この一行に 天狼星(シリウス) がいるのは、報告されている。シャルル陛下がフェンリルを見てみたいと言われたとか……。

「 天狼星(シリウス) が大人しくしていたら、問題はないのでは?」

マーガレット王女は、足元で眠っている 天狼星(シリウス) に慣れている。足を乗せても怒らないし、ぬくぬくだからね。

「そろそろ、ソフィアですね」

シャーロット女官の言葉で、マーガレット王女と共に窓から外を見ると、王都を護る壁の外にも街並みが続いていた。

「ソフィアは大きな首都なのね」

それに、外の建物なのに街並みが綺麗に整っている。

「全部、同じ建物に思えるほど統一されているのですね!」

高さ、窓の形が統一されているから、洗練されて見える。

まぁ、ここは防衛壁の外、王都の郊外だから、表通りだけみたいだけどさ。

つまり、王都には部屋を持たない人がここで暮らしているのか? それか、生産拠点なのか?

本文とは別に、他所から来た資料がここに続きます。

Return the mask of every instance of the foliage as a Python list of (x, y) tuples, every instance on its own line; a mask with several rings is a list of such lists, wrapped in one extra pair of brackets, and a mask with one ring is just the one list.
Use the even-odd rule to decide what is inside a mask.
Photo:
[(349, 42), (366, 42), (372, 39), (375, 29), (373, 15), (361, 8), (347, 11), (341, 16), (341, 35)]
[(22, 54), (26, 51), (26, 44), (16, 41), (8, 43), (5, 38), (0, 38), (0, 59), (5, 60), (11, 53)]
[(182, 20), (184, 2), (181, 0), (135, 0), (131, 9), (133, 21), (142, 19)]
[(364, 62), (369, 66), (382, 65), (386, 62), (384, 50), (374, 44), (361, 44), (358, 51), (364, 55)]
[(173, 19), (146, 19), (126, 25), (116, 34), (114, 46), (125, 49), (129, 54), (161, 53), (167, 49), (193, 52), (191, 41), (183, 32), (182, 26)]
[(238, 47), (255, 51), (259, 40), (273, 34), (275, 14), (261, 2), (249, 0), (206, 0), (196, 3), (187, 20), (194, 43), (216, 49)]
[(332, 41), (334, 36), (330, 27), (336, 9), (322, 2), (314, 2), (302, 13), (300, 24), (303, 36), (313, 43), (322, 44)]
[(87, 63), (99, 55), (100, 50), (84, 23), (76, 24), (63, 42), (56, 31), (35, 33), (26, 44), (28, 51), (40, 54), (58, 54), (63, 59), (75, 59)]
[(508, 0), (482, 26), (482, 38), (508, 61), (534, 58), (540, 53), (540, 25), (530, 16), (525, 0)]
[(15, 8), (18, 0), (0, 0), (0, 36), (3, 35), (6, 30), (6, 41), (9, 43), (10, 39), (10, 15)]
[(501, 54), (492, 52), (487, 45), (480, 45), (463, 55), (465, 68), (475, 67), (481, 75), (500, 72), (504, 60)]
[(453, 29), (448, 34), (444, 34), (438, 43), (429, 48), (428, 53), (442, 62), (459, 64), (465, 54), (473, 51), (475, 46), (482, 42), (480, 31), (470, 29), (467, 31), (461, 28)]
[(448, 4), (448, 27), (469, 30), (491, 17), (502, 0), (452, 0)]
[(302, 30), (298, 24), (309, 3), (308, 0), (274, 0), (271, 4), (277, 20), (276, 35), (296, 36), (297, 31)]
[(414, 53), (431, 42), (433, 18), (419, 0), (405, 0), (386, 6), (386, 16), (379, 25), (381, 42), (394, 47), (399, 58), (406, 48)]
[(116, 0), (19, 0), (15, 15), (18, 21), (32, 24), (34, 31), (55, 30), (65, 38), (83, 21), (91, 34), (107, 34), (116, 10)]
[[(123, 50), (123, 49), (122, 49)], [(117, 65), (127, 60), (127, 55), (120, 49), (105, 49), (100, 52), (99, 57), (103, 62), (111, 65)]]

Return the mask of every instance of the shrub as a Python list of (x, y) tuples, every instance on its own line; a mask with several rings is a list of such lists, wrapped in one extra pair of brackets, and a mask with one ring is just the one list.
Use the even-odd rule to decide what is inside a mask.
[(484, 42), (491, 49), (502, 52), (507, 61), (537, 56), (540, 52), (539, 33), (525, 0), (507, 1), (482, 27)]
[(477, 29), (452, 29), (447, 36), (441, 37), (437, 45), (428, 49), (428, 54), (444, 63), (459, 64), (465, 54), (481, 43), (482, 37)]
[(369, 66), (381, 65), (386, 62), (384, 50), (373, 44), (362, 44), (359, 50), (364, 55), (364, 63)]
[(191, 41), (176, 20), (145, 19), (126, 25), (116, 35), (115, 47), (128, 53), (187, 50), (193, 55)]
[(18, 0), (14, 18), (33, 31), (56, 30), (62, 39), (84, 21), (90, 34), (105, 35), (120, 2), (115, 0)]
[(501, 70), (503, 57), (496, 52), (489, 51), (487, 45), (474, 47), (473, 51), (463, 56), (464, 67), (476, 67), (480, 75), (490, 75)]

王都の西門から入る。サリエス卿が一旦、行列を止めた。

ここでも、歓迎式典みたい。格式張るのが好きみたいだね。

でも、馬車から降りる事まではなく、ソフィアの中に入った。

「大使館に着けば、少し休憩できます」

行儀が悪いから、窓に張り付いたりしないけど、ソフィアは花の都と呼ばれているだけあって、街並みは整っている。

「素敵な王都だわ」

確かに、ロマノより整っている感じだ。それは、歴史が長いからかも。

馬車は、西門から入り、中央の大通りを越してから、北へと曲がった。

「彼方が王宮ですわ」

大きな広場から、王宮がチラリと見えた。ローレンス王国の王宮の倍はありそう。

広場でパリス王子達の馬車とはお別れだ。彼方は、王宮へと向かう。

私達は、ローレンス王国の大使館へ! やっと、息がつける気がする。ずっと緊張していたのだ。